Task: summary - sanger-pathogens/ariba GitHub Wiki

Task: summary

This summarises the results from one or more runs of ARIBA.

The usage is

ariba summary out in.report.1.tsv in.report.2.tsv ...

where in.report.1.tsv, in.report.2.tsv ... is a list of report files made by separate runs of ARIBA.

It makes three output files:

  • out.csv. This is a csv file that can be viewed in your favourite spreadsheet program.

  • out.phandango.{csv,tre}. These are two files that allow you to view the results in Phandango. They can be drag-and-dropped straight into Phandango. Note that ARIBA makes a rough tree, using the contents of the CSV file. You may wish to provide your own tree file to Phandango and stop ARIBA from making a tree with the --no_tree option.

By default, the output is minimal. It contains one column per cluster and one row per sample, with a "yes" or "no" as to whether or not each sample has a match (as described below) to that cluster. You can exactly control what is output, or use the option --preset to use one of several preset combinations. In order of increasing number of columns, the values that can be used with --preset are: minimal, cluster_small, cluster_all, cluster_var_groups, all, all_no_filter.

Continue reading for an explanation of all the columns that can be reported.

Tuning the output

Cluster columns

There can be up to seven columns output per cluster:

  1. assembled: this is one of "no", "fragmented", "interrupted", "yes", "yes_nonunique", depending on the flag. Please see here for how it is determined.

  2. match: this is either "yes" or "no". It is set to "yes" if the assembled column is "yes" or "yes_nonunique", and in the case of a variants-only gene it must also have a known variant. Otherwise it is set to "no".

  3. ref_seq: this is set to the name of the closest reference sequence for each sample. Set to "NA" if assembled is "no".

  4. pct_id: this is the percent identity of the contig that has the largest value in the ref_base_assembled column of the report. Set to "NA" if assembled is "no".

  5. ctg_cov: same as 4, except this is the mean read depth across the contig.

  6. known_var: "yes" or "no" depending on whether or not the sample has a known variant. Set to "NA" if assembled is "no".

  7. novel_var: "yes" or "no" depending on whether or not the sample has a novel variant (ie not specified in the original metadata). Set to "NA" if assembled is "no".

Which of the seven columns are output is controlled using the option --cluster_cols. Provide a comma-separated list of the names that you want in the output. For example:

--cluster_cols assembled,match,known_var

would report the three columns assembled, match and known_var.

Variant columns

By default, variants are not reported when running summary. There are three types of variant columns that can be reported. The reporting of variants can be switched on using any of the options --v_groups, --known_variants, and --novel_variants.

  • --v_groups: this only applies if you allocated the variants to groups, eg when running aln2meta. Otherwise, you can ignore this option. If it is used, it will output a column for each group, showing whether or not each sample has any variant from that group.
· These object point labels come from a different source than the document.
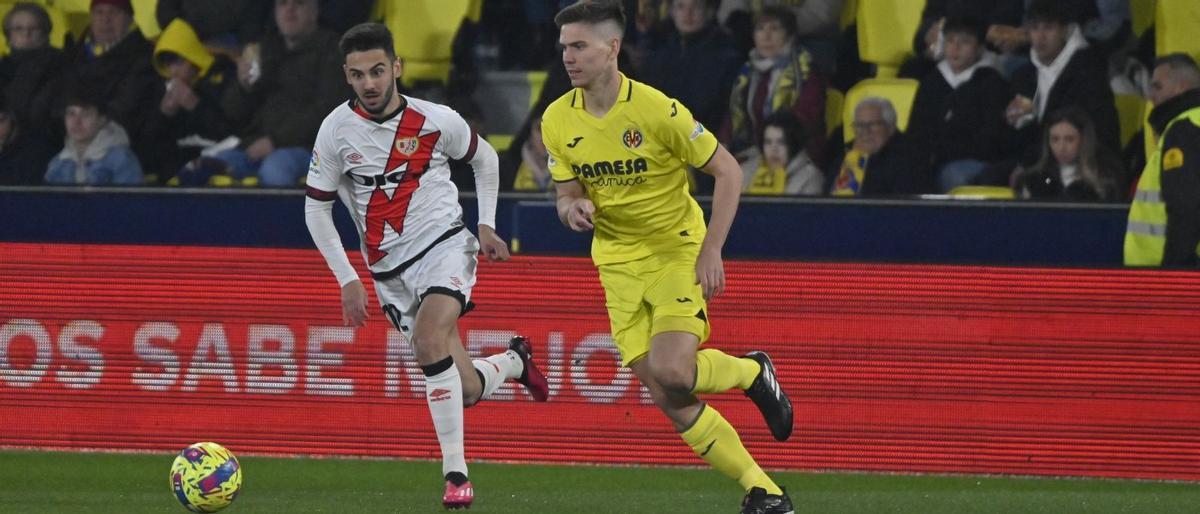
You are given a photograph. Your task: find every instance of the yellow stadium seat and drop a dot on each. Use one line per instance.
(886, 29)
(424, 33)
(144, 17)
(1129, 114)
(1176, 27)
(58, 27)
(900, 91)
(834, 101)
(981, 192)
(1141, 15)
(849, 13)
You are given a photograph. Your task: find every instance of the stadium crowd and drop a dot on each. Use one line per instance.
(1019, 95)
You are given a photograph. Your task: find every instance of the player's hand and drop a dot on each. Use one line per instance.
(354, 304)
(579, 219)
(491, 244)
(711, 273)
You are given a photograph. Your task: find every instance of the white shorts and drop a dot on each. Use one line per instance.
(449, 268)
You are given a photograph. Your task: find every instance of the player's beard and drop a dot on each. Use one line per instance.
(387, 100)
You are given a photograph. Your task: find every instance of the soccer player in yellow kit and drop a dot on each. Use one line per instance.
(618, 155)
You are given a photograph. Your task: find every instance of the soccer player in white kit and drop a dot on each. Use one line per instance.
(385, 156)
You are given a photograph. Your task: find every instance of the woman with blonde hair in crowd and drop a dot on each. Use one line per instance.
(1073, 165)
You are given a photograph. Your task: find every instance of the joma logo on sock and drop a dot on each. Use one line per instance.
(439, 394)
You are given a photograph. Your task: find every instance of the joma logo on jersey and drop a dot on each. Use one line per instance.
(633, 138)
(627, 167)
(407, 145)
(378, 180)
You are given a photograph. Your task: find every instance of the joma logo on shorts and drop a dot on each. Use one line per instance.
(377, 180)
(627, 167)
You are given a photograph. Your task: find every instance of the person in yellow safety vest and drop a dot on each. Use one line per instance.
(1164, 219)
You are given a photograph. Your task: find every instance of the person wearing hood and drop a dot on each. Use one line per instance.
(1065, 71)
(778, 77)
(113, 61)
(96, 150)
(781, 166)
(195, 81)
(1164, 217)
(958, 114)
(30, 76)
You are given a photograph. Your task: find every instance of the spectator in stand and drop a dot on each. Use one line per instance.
(1066, 71)
(23, 157)
(696, 64)
(190, 107)
(778, 77)
(114, 63)
(96, 150)
(226, 24)
(1164, 219)
(816, 24)
(1001, 17)
(881, 160)
(1073, 165)
(781, 166)
(958, 115)
(282, 99)
(30, 76)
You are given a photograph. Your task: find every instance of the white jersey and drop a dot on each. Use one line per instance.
(393, 175)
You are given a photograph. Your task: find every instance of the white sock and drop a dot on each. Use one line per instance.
(498, 368)
(443, 393)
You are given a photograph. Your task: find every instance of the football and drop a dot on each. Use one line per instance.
(205, 477)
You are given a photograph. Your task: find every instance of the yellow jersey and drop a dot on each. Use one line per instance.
(633, 162)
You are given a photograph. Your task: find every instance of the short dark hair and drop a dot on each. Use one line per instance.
(785, 17)
(367, 36)
(592, 12)
(1182, 67)
(793, 132)
(39, 12)
(972, 27)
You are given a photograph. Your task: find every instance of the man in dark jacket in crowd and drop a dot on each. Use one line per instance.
(283, 97)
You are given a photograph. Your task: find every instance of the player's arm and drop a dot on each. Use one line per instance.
(726, 195)
(324, 172)
(575, 209)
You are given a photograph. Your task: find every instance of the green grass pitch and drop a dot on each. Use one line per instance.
(52, 482)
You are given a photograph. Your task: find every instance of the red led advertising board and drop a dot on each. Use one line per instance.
(891, 368)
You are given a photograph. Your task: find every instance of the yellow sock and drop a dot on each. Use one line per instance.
(715, 441)
(719, 372)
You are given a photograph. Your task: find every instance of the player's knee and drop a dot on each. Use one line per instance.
(673, 377)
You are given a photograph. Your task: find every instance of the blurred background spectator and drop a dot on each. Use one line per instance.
(30, 76)
(1073, 165)
(96, 150)
(113, 60)
(958, 117)
(781, 166)
(779, 76)
(695, 63)
(23, 157)
(283, 94)
(881, 161)
(195, 82)
(1065, 71)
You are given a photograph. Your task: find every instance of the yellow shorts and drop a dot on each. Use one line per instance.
(652, 296)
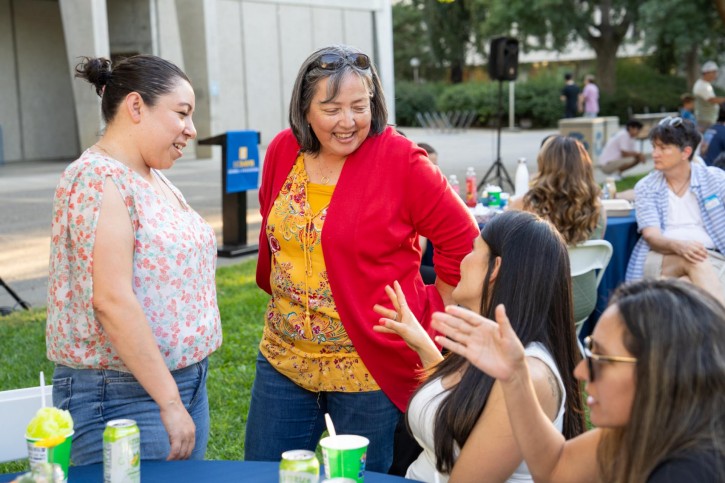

  • --known_variants: output a column per variant, showing whether or not each sample has it. This applies to variants that ARIBA is already aware of because they were provided in the original metadata when running prepareref.

  • --novel_variants: this is the same as --known_variants except novel variants are reported, ie any variants found that were not given in the original metadata.

Column and row filtering

By default, any row or column that only contains "no" or "NA" is removed. This filtering can be changed using the options --col_filter n and --row_filter n.

Presets

Preset combinations of the columns to output are available using the --preset option. The default is --preset minimal. Using --preset will override the options --cluster_cols, --v_groups, --known_variants, --novel_variants, --col_filter, and --row_filter.

The cluster columns are set follows depending on the preset:

Preset Value of --cluster_cols
minimal match
cluster_small assembled,match,ref_seq,known_var
cluster_all assembled,match,ref_seq,pct_id,ctg_cov,known_var,novel_var
cluster_var_groups assembled,match,ref_seq,pct_id,ctg_cov,known_var,novel_var
all assembled,match,ref_seq,pct_id,ctg_cov,known_var,novel_var
all_no_filter assembled,match,ref_seq,pct_id,ctg_cov,known_var,novel_var

The variant options and row/column filtering are set as follows depending on the preset:

Preset --v_groups, --known_variants, --novel_variants row_filter col_filter
minimal (none used) y y
cluster_small (none used) y y
cluster_all (none used) y y
cluster_var_groups --v_groups y y
all --v_groups --known_variants --novel_variants y y
all_no_filter --v_groups --known_variants --novel_variants n n

Other options

The other options, not described above, are as follows:

  • --no_tree. This stops the tree being calculated, which can be quite slow.

  • --min_id. The Minimum percent identity to count as assembled. Default: 90.

  • --only_clusters Cluster_names. Only report data for the given comma-separated list of cluster names, eg: cluster1,cluster2,cluster42.